His firm, KMGi established a subsidiary, WikiExperts.us, a business centered around creating Wikipedia articles for companies. Paid editing of Wikipedia has sparked considerable debate due to conflicts of interest. Konanykhin has called for a boycott of Wikipedia fundraising campaigns, "We believe that boycotting fundraising efforts of Wikipedia might compel it to raise billions via advertising and develop content of significantly better quality." His company WikiExperts.us, which offers editing services on Wikipedia, was banned from editing on the online encyclopedia on October 17, 2013.

In 2011 Konanykhin was named the winner of the WW IT Visionary Award by CIO Magazine (in Spanish: WW IT Visionary 2011 de CIO America Latina). In 2011 Konanykhin's firm KMGi founded TransparentBusiness, which allows employers or clients to monitor the activity of those working for them on computers. As of 2017 the software was in use in 98 countries. In 2018, Konanykhin began working with legislators in states including Rhode Island in order to introduce bills such as H-7788 and S-2660 to try to mandate government contractors to verify the hours they billed to the government. He also worked with the New Jersey State Assembly on draft bill NJ A3989, in addition with other states such as Missouri, Illinois, and Minnesota, with twenty-two states having proposed bills for billing verification as of February 2019. In 2018 the company opened a $10 million 506(c) offering for a ten percent stake, following a $1.5 million early investment round. In 2019 Konanykhin appeared on the City & State "New York Tech Power 50" list.

==Unicorn Hunters==
In 2021 Konanykhin became one of seven entrepreneurs to form the "Circle of Money" on the streaming television series Unicorn Hunters. The television panel also includes Steve Wozniak, Lance Bass, Rosa Gumataotao Rios, Moises Vela, Scott Livingston, and Silvina Moschini. According to Real Screen the show intends to, "show mixes entertainment with the potential for consumers to back select pre-IPO investment opportunities, thereby democratizing wealth creation." The show streamed on Amazon Prime, in addition to other platforms. While the seven investors represented on the panel choose to invest or not as prospective companies pitch their businesses, viewers of the show are also able to invest their own funds in the businesses featured.

===Unicoin===
The company behind the television show released the cryptocurrency unicoin in February 2022. According to fellow founder Steve Wozniak, the coin is tied to the financial results of the companies that the Unicorn Hunters and the show’s viewers have invested in, making it an asset backed cryptocurrency. When investing with unicoin, investors won’t own a stake in the companies themselves, but unicoin will hold the stake, allowing for it to increase in value with the value of the investment. Soon after its founding it became considered a securities token by the SEC. $25 million in unicoins had been sold by May 2022. On May 20, 2025, the SEC sued Konanykhin and two others for making misleading statements to Unicoin’s investors on the value of investments made by Unicoin in physical assets; in August of 2025, Unicoin issued a filing in court to have the charges dismissed as they claimed they mischaracterized their work.

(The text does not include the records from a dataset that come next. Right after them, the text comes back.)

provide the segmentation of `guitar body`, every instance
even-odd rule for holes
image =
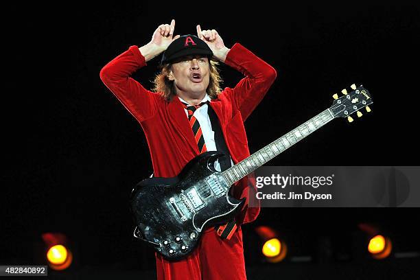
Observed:
[[[229,196],[237,182],[267,161],[336,117],[350,115],[373,103],[369,91],[352,84],[353,91],[334,95],[333,105],[227,170],[218,172],[214,162],[223,154],[207,152],[191,161],[174,178],[153,178],[132,190],[131,210],[137,224],[135,236],[154,246],[169,259],[179,259],[197,246],[208,227],[231,220],[242,209],[245,198]],[[229,183],[228,180],[231,183]]]
[[[245,198],[229,196],[231,185],[214,162],[224,154],[207,152],[192,159],[174,178],[150,178],[138,183],[130,207],[139,238],[168,259],[179,259],[197,246],[203,231],[226,222]]]

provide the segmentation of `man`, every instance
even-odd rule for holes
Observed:
[[[174,20],[160,25],[149,43],[132,46],[108,63],[101,79],[141,124],[155,176],[176,176],[200,153],[216,150],[229,154],[219,163],[224,170],[231,161],[236,163],[249,156],[244,121],[276,71],[238,43],[227,48],[214,30],[202,31],[197,25],[197,36],[173,37],[174,28]],[[130,75],[162,52],[162,70],[152,92]],[[215,60],[246,77],[235,88],[220,91]],[[245,178],[233,186],[234,197],[247,198],[240,214],[217,231],[207,229],[187,258],[173,261],[156,254],[158,279],[246,279],[240,225],[259,212],[259,207],[248,205],[253,188]]]

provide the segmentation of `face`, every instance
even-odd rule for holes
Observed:
[[[174,81],[177,93],[191,97],[205,95],[210,81],[209,59],[202,56],[185,56],[171,67],[168,78]]]

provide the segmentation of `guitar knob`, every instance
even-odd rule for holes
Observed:
[[[187,250],[188,250],[188,246],[185,244],[183,244],[183,245],[181,246],[181,251],[186,252]]]
[[[189,239],[190,240],[194,240],[194,239],[196,239],[196,237],[197,237],[197,233],[196,233],[195,231],[193,231],[191,233],[189,233]]]

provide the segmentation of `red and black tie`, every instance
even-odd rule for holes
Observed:
[[[196,117],[194,116],[194,115],[196,110],[204,104],[209,104],[209,102],[201,102],[198,105],[194,106],[190,106],[184,102],[182,103],[184,108],[188,111],[188,120],[189,121],[189,125],[192,128],[194,137],[196,138],[196,142],[198,145],[198,150],[200,151],[200,154],[202,154],[203,152],[207,152],[207,149],[206,148],[204,137],[202,136],[202,131],[201,131],[201,128],[200,127],[200,123]],[[235,222],[235,219],[233,219],[225,224],[215,226],[215,230],[216,233],[220,237],[230,240],[233,235],[233,233],[235,233],[236,228],[236,222]]]
[[[204,140],[204,137],[202,136],[201,127],[200,127],[200,123],[196,117],[194,116],[194,115],[196,110],[204,104],[207,104],[208,102],[201,102],[198,105],[194,106],[189,106],[183,102],[184,108],[188,111],[188,120],[189,121],[189,125],[193,130],[193,133],[194,134],[194,137],[196,138],[196,142],[197,143],[197,145],[198,145],[198,150],[200,151],[200,154],[207,152],[207,148],[206,148],[206,143]]]

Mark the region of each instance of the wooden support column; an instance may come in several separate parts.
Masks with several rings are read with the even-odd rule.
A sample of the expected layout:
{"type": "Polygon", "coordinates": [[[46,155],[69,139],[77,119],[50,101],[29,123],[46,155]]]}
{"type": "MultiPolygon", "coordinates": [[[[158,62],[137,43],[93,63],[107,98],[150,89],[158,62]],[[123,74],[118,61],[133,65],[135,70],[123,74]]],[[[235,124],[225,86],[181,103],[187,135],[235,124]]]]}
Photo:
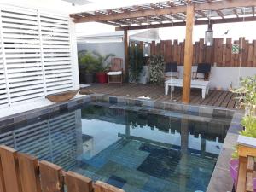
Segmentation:
{"type": "Polygon", "coordinates": [[[193,62],[193,26],[195,19],[195,7],[193,4],[187,5],[186,20],[186,40],[184,49],[184,69],[183,69],[183,102],[189,103],[191,86],[191,68],[193,62]]]}
{"type": "Polygon", "coordinates": [[[129,82],[129,38],[128,30],[124,31],[125,44],[125,81],[129,82]]]}

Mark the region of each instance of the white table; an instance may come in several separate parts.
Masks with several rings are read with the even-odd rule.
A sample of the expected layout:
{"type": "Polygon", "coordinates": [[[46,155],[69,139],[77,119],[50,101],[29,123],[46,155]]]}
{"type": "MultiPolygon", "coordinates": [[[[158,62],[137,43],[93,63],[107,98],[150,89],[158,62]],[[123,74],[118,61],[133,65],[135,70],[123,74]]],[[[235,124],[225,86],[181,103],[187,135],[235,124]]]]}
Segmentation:
{"type": "MultiPolygon", "coordinates": [[[[191,88],[201,89],[201,97],[204,99],[206,94],[209,92],[209,81],[202,80],[191,80],[191,88]]],[[[183,79],[170,79],[165,82],[165,93],[168,95],[169,87],[171,87],[171,91],[174,91],[174,87],[183,87],[183,79]]]]}

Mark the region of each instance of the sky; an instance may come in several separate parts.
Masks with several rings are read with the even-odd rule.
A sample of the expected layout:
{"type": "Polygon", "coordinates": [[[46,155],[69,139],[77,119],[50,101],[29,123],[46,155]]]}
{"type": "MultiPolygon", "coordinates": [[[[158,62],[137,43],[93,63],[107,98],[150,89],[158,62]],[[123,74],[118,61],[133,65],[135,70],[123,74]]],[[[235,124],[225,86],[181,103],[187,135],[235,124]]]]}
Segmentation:
{"type": "MultiPolygon", "coordinates": [[[[15,4],[24,7],[31,7],[41,9],[71,14],[81,11],[97,10],[110,8],[118,8],[135,4],[150,3],[158,2],[158,0],[89,0],[92,3],[83,6],[72,6],[72,3],[62,0],[0,0],[0,3],[15,4]]],[[[256,39],[255,33],[256,22],[219,24],[213,26],[214,38],[230,38],[238,39],[239,37],[246,37],[247,39],[256,39]],[[229,30],[228,35],[224,33],[229,30]]],[[[195,26],[194,27],[194,40],[205,37],[207,26],[195,26]]],[[[84,23],[76,24],[76,32],[78,35],[91,35],[102,32],[114,32],[115,27],[109,25],[99,23],[84,23]]],[[[160,28],[160,36],[161,39],[178,39],[183,41],[185,38],[185,27],[169,27],[160,28]]]]}

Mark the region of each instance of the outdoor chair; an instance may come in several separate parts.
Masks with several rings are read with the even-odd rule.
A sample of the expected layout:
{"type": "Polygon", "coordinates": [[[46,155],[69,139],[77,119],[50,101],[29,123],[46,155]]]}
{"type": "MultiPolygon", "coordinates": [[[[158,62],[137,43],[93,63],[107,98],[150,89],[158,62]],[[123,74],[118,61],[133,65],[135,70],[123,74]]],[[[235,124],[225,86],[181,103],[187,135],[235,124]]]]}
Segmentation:
{"type": "Polygon", "coordinates": [[[123,83],[123,59],[113,58],[109,72],[107,73],[108,77],[108,84],[110,83],[123,83]],[[111,81],[113,79],[114,80],[111,81]],[[118,80],[119,79],[119,80],[118,80]]]}
{"type": "Polygon", "coordinates": [[[171,78],[178,79],[179,72],[177,71],[177,63],[166,63],[165,70],[165,79],[166,80],[170,79],[171,78]]]}
{"type": "Polygon", "coordinates": [[[212,65],[210,63],[199,63],[196,72],[193,72],[192,79],[203,79],[208,81],[212,65]],[[201,74],[201,75],[200,75],[201,74]]]}

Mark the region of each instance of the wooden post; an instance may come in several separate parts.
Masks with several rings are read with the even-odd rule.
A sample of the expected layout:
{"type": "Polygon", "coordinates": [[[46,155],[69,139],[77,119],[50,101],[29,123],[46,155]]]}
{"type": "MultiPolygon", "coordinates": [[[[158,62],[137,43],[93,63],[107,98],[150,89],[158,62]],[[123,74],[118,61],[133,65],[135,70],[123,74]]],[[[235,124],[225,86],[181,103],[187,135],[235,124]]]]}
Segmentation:
{"type": "MultiPolygon", "coordinates": [[[[16,150],[3,145],[0,147],[1,164],[3,169],[1,180],[3,179],[2,177],[3,177],[6,192],[22,191],[17,155],[16,150]]],[[[1,184],[1,188],[3,188],[3,184],[1,184]]]]}
{"type": "Polygon", "coordinates": [[[124,44],[125,44],[125,80],[129,82],[129,38],[128,31],[124,31],[124,44]]]}
{"type": "Polygon", "coordinates": [[[187,5],[186,20],[186,40],[184,49],[184,69],[183,69],[183,102],[189,103],[191,86],[191,68],[193,61],[193,26],[195,17],[195,7],[193,4],[187,5]]]}

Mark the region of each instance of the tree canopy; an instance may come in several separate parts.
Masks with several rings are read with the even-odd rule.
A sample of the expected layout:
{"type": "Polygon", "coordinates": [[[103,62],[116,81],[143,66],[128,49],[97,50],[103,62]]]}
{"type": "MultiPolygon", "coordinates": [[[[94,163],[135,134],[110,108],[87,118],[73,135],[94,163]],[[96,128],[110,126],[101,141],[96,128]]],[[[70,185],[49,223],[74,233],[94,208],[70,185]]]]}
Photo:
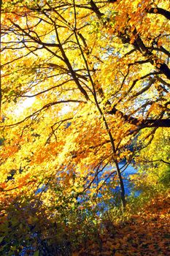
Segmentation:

==Bounty on Putin's head==
On March 1, 2022, shortly after the 2022 Russian invasion of Ukraine, Konanykhin announced on social media that he was offering a $1 million bounty for the arrest of Vladimir Putin with the text "Wanted: Dead or Alive. Vladimir Putin for mass murder". Despite the wording of his online poster, Konanykhin subsequently re-iterated that he was not advocating assassination, but admitted that he would celebrate Putin's death.

==Published works==
- Defiance: How to Succeed in Business Despite Being Hounded by the FBI, the KGB, the INS, the Department of Homeland Security, the Department of Justice, Interpol, and Mafia Hitmen Renaissance Publishing, 2006; ISBN 978-0-9727377-0-8

==Personal life==
Brian Haig's book, The Hunted (ISBN 0-446-19559-6), is a novel based on the life of Alex Konanykhin and Elena Gratcheva. The book is dedicated to the late Gratcheva.